The majority of DBA’s perform health checks every now and then. Usually, it would happen on a daily or weekly basis. We previously discussed why such checks are important and what they should include.
To make sure your systems are in a good shape, you’d need to go through quite a lot of information - host statistics, MySQL statistics, state of backups, logs and so forth. Such data should be available in every properly monitored environment, although sometimes it is scattered across multiple locations - you may have one tool to monitor MySQL state, another tool to collect system statistics, maybe a set of scripts, e.g., to check the state of your backups. This makes health checks much more time-consuming than they should be - the DBA has to put together the different pieces to understand the state of the system.
Integrated tools like ClusterControl have an advantage that all of the bits are located in the same place (or in the same application). It still does not mean they are located next to each other - they may be located in different sections of the UI and a DBA may have to spend some time clicking through the UI to reach all the interesting data. This is why we introduced operational reports in ClusterControl 1.3 - which you can discover live next Tuesday during our release webinar.
The whole idea behind creating Operational Reports is to put all of the most important data into a single document, which can be quickly reviewed to get an understanding of the state of the databases.
Operational Reports are available from the menu Settings -> Operational Reports.
Once you go there, you’ll be presented with a list of reports created manually or automatically, based on a pre-defined schedule.
If you want to create a new report manually, you’ll use the ‘Create’ option. Pick the cluster, type of report, email recipients, and you’re pretty much done.
The reports can also be scheduled to be created on a regular basis.
At this time, three types of reports are available and we’ll show examples of these below.
Availability reports focuses on, well, availability. It includes three sections. First, availability summary.
You can see information about availability statistics of your databases, the cluster type, total uptime and downtime, current state of the cluster and when that state last changed.
Another section gives more details on availability.
We can see when a node switched state and what the transition was. It’s a nice place to check if there were any recent problems with the cluster.
Similar data is shown in the third section of this report, where you can go through the history of changes in cluster state.
The second type of the report is one covering backups.
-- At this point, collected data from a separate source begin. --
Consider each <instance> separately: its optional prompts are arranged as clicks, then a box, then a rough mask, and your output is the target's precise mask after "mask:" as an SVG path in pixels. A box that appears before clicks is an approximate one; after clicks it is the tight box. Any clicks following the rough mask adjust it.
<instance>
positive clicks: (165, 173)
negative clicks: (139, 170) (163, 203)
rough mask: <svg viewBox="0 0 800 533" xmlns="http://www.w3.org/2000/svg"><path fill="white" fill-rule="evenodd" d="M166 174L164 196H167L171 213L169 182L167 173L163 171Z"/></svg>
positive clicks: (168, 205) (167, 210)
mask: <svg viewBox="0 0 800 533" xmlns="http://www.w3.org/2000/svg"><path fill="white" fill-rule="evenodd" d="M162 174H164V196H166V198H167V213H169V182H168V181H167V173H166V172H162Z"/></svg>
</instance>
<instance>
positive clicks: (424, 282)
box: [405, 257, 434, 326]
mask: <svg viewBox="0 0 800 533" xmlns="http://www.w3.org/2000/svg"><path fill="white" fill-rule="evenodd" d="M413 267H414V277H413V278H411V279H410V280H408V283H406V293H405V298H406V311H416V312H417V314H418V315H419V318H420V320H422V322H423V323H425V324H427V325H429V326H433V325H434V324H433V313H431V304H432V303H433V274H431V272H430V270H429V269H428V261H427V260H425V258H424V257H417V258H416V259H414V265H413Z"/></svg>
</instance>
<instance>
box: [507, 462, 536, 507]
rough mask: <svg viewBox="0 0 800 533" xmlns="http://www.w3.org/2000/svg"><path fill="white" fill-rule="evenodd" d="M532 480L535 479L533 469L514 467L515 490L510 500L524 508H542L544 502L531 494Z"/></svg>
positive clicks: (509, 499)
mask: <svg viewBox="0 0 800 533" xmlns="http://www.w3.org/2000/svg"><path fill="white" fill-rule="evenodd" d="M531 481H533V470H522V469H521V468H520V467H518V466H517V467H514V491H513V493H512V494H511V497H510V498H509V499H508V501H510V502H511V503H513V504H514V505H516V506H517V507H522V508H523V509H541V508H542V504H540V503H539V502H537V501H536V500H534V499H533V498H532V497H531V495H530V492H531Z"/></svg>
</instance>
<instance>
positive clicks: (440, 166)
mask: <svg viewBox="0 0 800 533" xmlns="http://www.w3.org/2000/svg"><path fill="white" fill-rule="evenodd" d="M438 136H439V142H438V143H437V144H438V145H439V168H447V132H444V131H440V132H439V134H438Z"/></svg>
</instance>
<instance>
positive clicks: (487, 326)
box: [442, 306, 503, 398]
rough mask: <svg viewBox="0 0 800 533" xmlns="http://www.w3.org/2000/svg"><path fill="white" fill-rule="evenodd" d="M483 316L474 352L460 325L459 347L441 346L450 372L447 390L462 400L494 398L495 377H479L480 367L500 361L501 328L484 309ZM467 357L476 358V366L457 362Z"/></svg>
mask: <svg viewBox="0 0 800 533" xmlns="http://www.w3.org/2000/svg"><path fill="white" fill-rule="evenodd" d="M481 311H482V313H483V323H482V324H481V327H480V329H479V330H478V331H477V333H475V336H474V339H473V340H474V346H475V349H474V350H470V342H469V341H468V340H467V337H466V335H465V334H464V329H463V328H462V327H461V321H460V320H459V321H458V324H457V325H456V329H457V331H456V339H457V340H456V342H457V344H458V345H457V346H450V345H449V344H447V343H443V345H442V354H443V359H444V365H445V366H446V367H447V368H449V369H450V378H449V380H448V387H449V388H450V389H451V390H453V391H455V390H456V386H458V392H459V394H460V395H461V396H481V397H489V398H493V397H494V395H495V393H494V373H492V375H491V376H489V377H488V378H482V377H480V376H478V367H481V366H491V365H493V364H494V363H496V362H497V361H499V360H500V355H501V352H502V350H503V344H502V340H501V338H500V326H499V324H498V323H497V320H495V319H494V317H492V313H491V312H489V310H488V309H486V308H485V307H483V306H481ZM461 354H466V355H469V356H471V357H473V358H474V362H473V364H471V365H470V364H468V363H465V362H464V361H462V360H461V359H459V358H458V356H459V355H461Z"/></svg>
It contains two sections and basically gives you a short summary of when the last backup was created, if it completed successfully or failed? You can also check the list of backups executed on the cluster with their state, type and size. This is as close you can get to be certain that backups work correctly without running a full recovery test. We definitely recommend that such tests are performed every now and then.
Default cluster report
This type of report contains detailed information about a particular cluster. It starts with a summary of different alerts which are related to the cluster.
Next section is about the state of the nodes that are part of the cluster.
You have a list of the nodes in the cluster, their type, role (master or slave), status of the node, uptime and the OS.
Another section of the report is the backup summary, same as we discussed above. Next one presents a summary of top queries in the cluster.
Finally, we see a “Node status overview” in which you’ll be presented with graphs related to OS and MySQL metrics for each node.
As you can see, we have here graphs covering all of the aspects of the load on the host - CPU, memory, network, disk, CPU load and disk free. This is enough to get an idea whether anything weird happened recently or not. You can also see some details about MySQL workload - how many queries were executed, which type of query, how the data was accessed (via which handler)? This, on the other hand, should be enough to pick most of the issues on MySQL side. What you want to look at are all spikes and dips that you haven’t seen in the past. Maybe a new query has been added to the mix and, as a result, handler_read_rnd_next skyrocketed? Maybe there was an increase of CPU load and a high number of connections might point to increased load on MySQL, but also to some kind of contention. An unexpected pattern might be good to investigate, so you know what is going on.
This is the first release of this feature, we’ll be working on it to make it more flexible and even more useful. We’d love to hear your feedback on what you’d like to have included in the report, what’s missing and what is not needed.